Keywords

1 Introduction

The need of a remote automated monitoring system for vending machines is mainly motivated by three facts. On a small scale, a more frequent analysis of vending machines content can help logistic activities plans, avoiding superfluous check-and-restock travels. On a larger scale, the collection of sales data coming from several vending machines allows more accurate sales strategies, regarding, for instance, what kind of products are sold in a particular geographical zone. Further, minor problems such as thief control and unwanted products detection, can be addressed as well.

To the best of our knowledge, there are not publicly documented projects with similar aims in the vending machines field, thus in this work we propose a novel system to address them. The effort has been focused on developing three modules devoted to perform two kinds of estimation, regarding: (a) the volume occupied by the ice-creams currently inside a basket (b) the amount of ice-creams sold in a particular time frame.

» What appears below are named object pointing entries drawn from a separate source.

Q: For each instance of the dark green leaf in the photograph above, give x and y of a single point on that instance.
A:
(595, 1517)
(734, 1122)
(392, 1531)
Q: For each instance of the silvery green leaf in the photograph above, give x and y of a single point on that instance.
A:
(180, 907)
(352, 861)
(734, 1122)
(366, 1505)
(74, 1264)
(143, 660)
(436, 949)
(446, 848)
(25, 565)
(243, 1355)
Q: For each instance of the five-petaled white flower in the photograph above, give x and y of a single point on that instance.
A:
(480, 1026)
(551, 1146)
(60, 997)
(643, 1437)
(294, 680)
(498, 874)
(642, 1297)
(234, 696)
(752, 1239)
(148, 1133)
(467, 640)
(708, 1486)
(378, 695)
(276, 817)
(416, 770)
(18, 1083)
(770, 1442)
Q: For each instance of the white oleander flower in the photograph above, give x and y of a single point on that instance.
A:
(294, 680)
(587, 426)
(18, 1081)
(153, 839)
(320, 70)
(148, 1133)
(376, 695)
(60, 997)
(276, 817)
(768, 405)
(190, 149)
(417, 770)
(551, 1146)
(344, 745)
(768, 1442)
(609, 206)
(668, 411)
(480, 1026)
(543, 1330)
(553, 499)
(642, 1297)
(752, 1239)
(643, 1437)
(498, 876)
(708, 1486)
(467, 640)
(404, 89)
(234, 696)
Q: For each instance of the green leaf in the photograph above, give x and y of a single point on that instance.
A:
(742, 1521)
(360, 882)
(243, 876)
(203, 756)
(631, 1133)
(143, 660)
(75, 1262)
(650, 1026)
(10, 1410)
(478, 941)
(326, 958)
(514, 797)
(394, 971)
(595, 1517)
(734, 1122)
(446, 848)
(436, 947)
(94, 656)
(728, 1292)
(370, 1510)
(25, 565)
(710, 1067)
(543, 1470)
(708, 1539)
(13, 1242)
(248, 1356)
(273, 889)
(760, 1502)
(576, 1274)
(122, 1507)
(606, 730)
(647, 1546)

The former estimation has been addressed through the application of an interactive image segmentation approach, in particular a scribble-based one, to segment the ice-cream zone. To this end, Price et al.’s geodesic graph cut method [7] revealed to be the proper choice. However, since the system needs to work without the user aid, a further step was introduced to automatically draw the scribbles, based on the detection of the basket edges within which the ice-cream zone is.

As for the latter estimation, it has been developed a simple system able to detect the interaction between hands and ice-cream baskets, in particular the gestures related to a product being taken or being put into the basket. This has been accomplished through a motion tracker, based on a background subtractor and an optical flow estimator.

The data collection was performed by four fish-eye cameras, each placed above a basket. Fish-eye was required in order to capture as much visual information as possible.

The system have been tested with many configurations trying to emulate real use cases, and performed its required tasks with a good accuracy and efficiency.

2 Description of the Modules

In this section the algorithmic details of the developed modules are presented. At the beginning, the system checks for basket edges, then it performs periodical checks of the basket product level. At the same time, the freezer is constantly monitored to check for potential interactions and when they are found, they are asynchronously analyzed to detect gestures. The reader can refer to Fig. 1 for a sketch of the system pipeline outlining the interaction between the modules to perform the aforementioned tasks.

Fig. 1.
figure 1

A simplified sketch of the system pipeline

2.1 Basket Edges Detection (BED) Module

This module searches for peculiar parts of the baskets in the image, from now on referred as basket edges. In particular, the basket edges which we are interested in are the three visible top borders defining the rim of the basket, and the bottom. The basket is assumed to be in overflowing state if the top borders are not visible, and in empty state if the bottom is visible. It is important to note that the baskets are not fixed and the empty space between two of them can be up to 5 cm.

As for the top borders, our approach is inspired by the road-lines detection method explained in [1], since the two vertical top borders bear a lot of resemblance to road-lines.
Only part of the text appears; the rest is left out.